I arrived at the house shortly before dinner. It was already dark outside and the curtains were drawn against the night. The plain-clothes man who usually stood guard was nowhere in sight.
In the drawing room I found Mrs. Rhodes, quite alone, playing solitaire at a tiny Queen Anne desk. She greeted me with her usual neutrality.
“I suppose,” I said, “you’ll be glad to see the last of us.”
“The last of you under these circumstances,” she replied courteously, motioning me to sit beside her.
“What do you plan to do when all this is over, when the estate is settled and everything is taken care of?”
“Do?” she looked at me blankly for a moment, as though she had not, until now, conceived there would be a future.
“I mean do you intend to go back to Talisman City, or live here?”
She gave me a long look, as though I had asked her a nearly impossible question. Finally she said, “I shall stay here of course. All my friends are here,” she added mechanically.
“Like Mrs. Goldmountain?”
She smiled suddenly, for the first time since I met her, like sun on the snow. “No, not like Mrs. Goldmountain. Others … my old friends from the early days. We had no very close friends back home, the old ones died off and we made no new ones, except politically. I haven’t lived there since we came to Washington.”
“I saw Mrs. Goldmountain today.”
“Yes?” She was clearly not interested.
“I understand she’s a great friend of Governor Ledbetter’s.”
“I believe so.”
“She is certainly taking his side in this business.”
“As she should. I’m sure that Johnson did nothing dishonest, nor did Lee.” But this came out automatically; she seemed to be making a series of prepared responses, her mind on something else.
“I didn’t know the Governor was here the night Rufus died.”
“Oh yes, we had a nice chat. He is a good friend, you know, as well as our lawyer.”
“He told Mrs. Goldmountain that he and Rufus quarreled that night, about the business of those companies.”
Mrs. Rhodes frowned, “Ida Goldmountain should show better sense,” she said sharply. “Yes, they had a disagreement. Over what I don’t know; it took place upstairs, in Rufus’s room.”
“Did the police know this?”
“That J
ohnson was here? Oh yes, both Verbena and I told them when we were questioned as to who was in the house.”
“Did they know that the Governor went upstairs to talk to Rufus, alone? That they quarreled?”

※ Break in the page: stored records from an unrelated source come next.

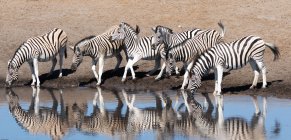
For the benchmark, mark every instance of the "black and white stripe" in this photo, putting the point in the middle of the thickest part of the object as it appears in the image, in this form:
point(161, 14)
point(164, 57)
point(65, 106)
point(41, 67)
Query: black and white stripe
point(98, 48)
point(188, 51)
point(233, 55)
point(38, 49)
point(170, 40)
point(38, 120)
point(137, 48)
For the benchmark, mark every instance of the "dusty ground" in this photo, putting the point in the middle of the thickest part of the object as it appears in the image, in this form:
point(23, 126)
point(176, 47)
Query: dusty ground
point(269, 19)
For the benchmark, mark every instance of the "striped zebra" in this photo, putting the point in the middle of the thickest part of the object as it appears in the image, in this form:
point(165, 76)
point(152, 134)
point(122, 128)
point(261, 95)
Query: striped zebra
point(38, 49)
point(98, 48)
point(170, 40)
point(233, 55)
point(38, 120)
point(188, 51)
point(137, 48)
point(232, 128)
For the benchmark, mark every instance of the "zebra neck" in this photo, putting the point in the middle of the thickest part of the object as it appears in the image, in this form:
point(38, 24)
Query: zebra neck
point(203, 64)
point(175, 40)
point(130, 41)
point(19, 58)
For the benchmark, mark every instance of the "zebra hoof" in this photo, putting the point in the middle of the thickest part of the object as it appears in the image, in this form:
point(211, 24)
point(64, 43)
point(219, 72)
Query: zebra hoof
point(253, 87)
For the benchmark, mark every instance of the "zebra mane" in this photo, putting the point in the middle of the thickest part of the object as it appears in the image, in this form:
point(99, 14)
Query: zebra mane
point(83, 40)
point(130, 27)
point(163, 27)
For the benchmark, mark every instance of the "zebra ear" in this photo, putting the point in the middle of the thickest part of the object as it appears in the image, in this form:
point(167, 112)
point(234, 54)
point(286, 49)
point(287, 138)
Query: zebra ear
point(71, 47)
point(9, 62)
point(170, 55)
point(137, 30)
point(154, 29)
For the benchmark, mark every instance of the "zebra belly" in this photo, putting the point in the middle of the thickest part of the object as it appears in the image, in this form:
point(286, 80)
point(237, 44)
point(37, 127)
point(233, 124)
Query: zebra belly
point(44, 58)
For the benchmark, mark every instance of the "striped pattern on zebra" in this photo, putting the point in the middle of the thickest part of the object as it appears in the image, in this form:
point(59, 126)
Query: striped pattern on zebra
point(38, 49)
point(233, 55)
point(137, 48)
point(38, 120)
point(101, 120)
point(170, 40)
point(98, 48)
point(188, 51)
point(145, 119)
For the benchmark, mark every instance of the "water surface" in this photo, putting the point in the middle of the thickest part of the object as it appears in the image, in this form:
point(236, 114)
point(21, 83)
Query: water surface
point(85, 113)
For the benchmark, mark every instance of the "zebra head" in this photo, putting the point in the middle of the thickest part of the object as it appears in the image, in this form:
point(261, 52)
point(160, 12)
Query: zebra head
point(12, 74)
point(12, 99)
point(123, 30)
point(170, 64)
point(161, 34)
point(194, 82)
point(77, 58)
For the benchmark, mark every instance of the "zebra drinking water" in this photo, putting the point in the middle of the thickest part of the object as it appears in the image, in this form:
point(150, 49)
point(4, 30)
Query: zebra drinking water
point(98, 48)
point(173, 39)
point(233, 55)
point(38, 49)
point(137, 48)
point(188, 51)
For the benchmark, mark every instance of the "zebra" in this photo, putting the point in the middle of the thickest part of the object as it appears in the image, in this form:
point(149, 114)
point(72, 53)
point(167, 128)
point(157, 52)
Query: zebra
point(232, 128)
point(188, 51)
point(232, 55)
point(98, 48)
point(38, 49)
point(173, 39)
point(145, 119)
point(39, 120)
point(137, 48)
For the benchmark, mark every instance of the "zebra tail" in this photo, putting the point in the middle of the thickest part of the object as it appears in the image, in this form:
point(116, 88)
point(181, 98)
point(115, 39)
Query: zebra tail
point(220, 24)
point(65, 52)
point(274, 49)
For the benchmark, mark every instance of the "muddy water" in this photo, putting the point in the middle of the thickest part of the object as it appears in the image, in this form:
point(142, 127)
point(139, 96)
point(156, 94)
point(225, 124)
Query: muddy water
point(85, 113)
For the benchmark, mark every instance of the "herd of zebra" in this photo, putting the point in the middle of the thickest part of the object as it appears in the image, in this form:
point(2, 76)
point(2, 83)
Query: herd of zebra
point(199, 50)
point(186, 117)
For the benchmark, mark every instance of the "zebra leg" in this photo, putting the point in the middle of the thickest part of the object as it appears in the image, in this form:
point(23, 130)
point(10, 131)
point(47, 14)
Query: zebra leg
point(161, 72)
point(186, 75)
point(36, 100)
point(255, 101)
point(101, 66)
point(219, 72)
point(35, 65)
point(119, 59)
point(94, 68)
point(125, 71)
point(32, 73)
point(61, 54)
point(256, 73)
point(177, 70)
point(135, 59)
point(157, 66)
point(263, 70)
point(54, 62)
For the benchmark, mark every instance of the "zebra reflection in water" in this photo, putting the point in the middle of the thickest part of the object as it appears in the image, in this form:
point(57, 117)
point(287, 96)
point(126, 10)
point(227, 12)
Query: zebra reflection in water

She looked at me coldly, with sudden dislike. “Why, I don’t know,” she said. “The police didn’t ask me and I don’t remember having volunteered any information. I am so used to having things misunderstood,” she said and her voice was hard.
“I’m sure they must know,” I said thoughtfully, trying to figure out Winters: why had he kept this piece of information secret? Not only from me but from the official report given to the newspapers.
“Besides,” she said, “the case ended when Rufus killed himself. There was no need to involve one’s friends any more than was necessary. I appreciated Johnson’s kindness in coming to see me his first night in Washington, before he was to take his seat. If I were you,” and she looked at me with her clear onyx eyes, unmarked by age or disaster, “I would say nothing about Johnson’s exchange with Rufus.”
“I’ll have no occasion to, yet,” I said, quite as cool as the old lady. “In any case, I’m not the person to silence. Mrs. Goldmountain is. She’s the informer.”
“That fool!” Mrs. Rhodes exploded.
“Fool or not, she’s given us a new angle on the case.”
“Case? what case?”
“On who killed your husband, Mrs. Rhodes, and who killed Rufus Hollister.”
She sat back in her chair, “You’re mad,” she said in a low voice. “It’s all over. The police are satisfied. Leave it alone,” her voice was harshly urgent.
“But the police aren’t satisfied,” I said, and this was a big and dangerous guess. “They know as well as you and I that Rufus was killed; they are waiting for the real murderer to make some move. So am I.”